Bootleg is a fictional superheroine created by Eric Stephenson and Todd Nauck for Image Comics (under the Extreme Studios imprint) title New Men and was the second team member the two introduced to the series, after Pilot, a character who was almost identical to the X-Men's Bishop, and debuted in her civilian identity in the 9th issue of the New Men ongoing series, but did not encounter the team themselves until issue 12.

Fictional character biography
Jamie Forester was the frustrated daughter of a wealthy family unhappy with her mundane life and clichéd existence and unsure of her future who was also having unwanted 'adrenalin rushes', which she later found to be part of her powers as a 'Nu Gene Positive'.  The Nu Gene was the New Men's universe's equivalent of the Mutants from Marvel Comics' X-Men franchise. Jamie first came into contact with the New Men during a very public battle between them and their member Reign, and an enemy/old ally Khyber, the gem Reign has on his forehead had mind controlling properties and caused him to go on a minor rampage. Jamie had been searching for the New Men, with help of her friend Paul, who knew New Men member Exit, after putting a boy in a coma with her powers, here Jamie accidentally exhibited a brief burst of Dash, the team's female speedster's speed, John Proctor, the group's mentor recognized her is Nu-Gene Positive.

After this Jamie became part of New Men and moved into Proctor's lodge, unlike many characters of her ilk, she was thrilled about her new life, having been looking for something to do with her life, she later admitted to being scared, not of the danger or pressure that being in the team created, but of the experience ending.
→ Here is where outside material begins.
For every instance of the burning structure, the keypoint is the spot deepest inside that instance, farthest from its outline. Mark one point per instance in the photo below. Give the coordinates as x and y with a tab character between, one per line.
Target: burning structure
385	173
In most of her appearances up until issue 20 she often played the stereotypical 'new girl' character, bewildered, confused or 'freaked out' by occurrences, or being to 'take' or 'handle' situations she found herself in, perhaps most competent during the 'Dominion' story-line, where her and three other New Men were transported away (and Bootleg spent much of the story topless or wearing rags because Kodiak broke her bra) and during a solo fight with re-occurring series villain Elemental.

Following the disbanding of the New Men in the wake of the events of the Extreme Destroyer imprint-wide crossover and the New Force mini-series, Bootleg resumed normal life but became deeply unhappy and frustrated once again, she was then kidnapped, imprisoned and tormented by a secret organisation that sought to destroy the New Men.

Character
Despite her desire to be otherwise, Bootleg was usually portrayed as a very standard character for her situation and social standing, being considerate of her looks, having an 'attitude' and speaking in teen slang, similar to a wealthier version of Jubilee as portrayed in the early '90s X-Men animated series, she was often panicky 'stated the obvious'. Like most of the team, her character was refined and developed more after the series' revamp, and she became much more rounded and mature, as well as more adept at using her powers.

Powers
Bootleg is named in-series as being an 'energy syphon', what she in fact has is the ability to copy and use the powers and abilities of others simply by being near them, this power was not limited to superpowers and Bootleg was shown to borrow the most basic of abilities, such as a sporty college student's strength, built up by nothing more than simple training, though most of the time, given the stories, she was shown to be using other's superpowers.
Her powers seemed to have very little effect on her physical form, rarely, if ever taking on physical attributes of those whose powers she used.

Notes
Bootleg's powers are in nearly identical to that of Synch of Marvel's Generation X but, given her appearance, various story elements, and the New Men's close similarities to the core X-Men cast, that parallels drawn between her and Rogue would be far from inaccurate.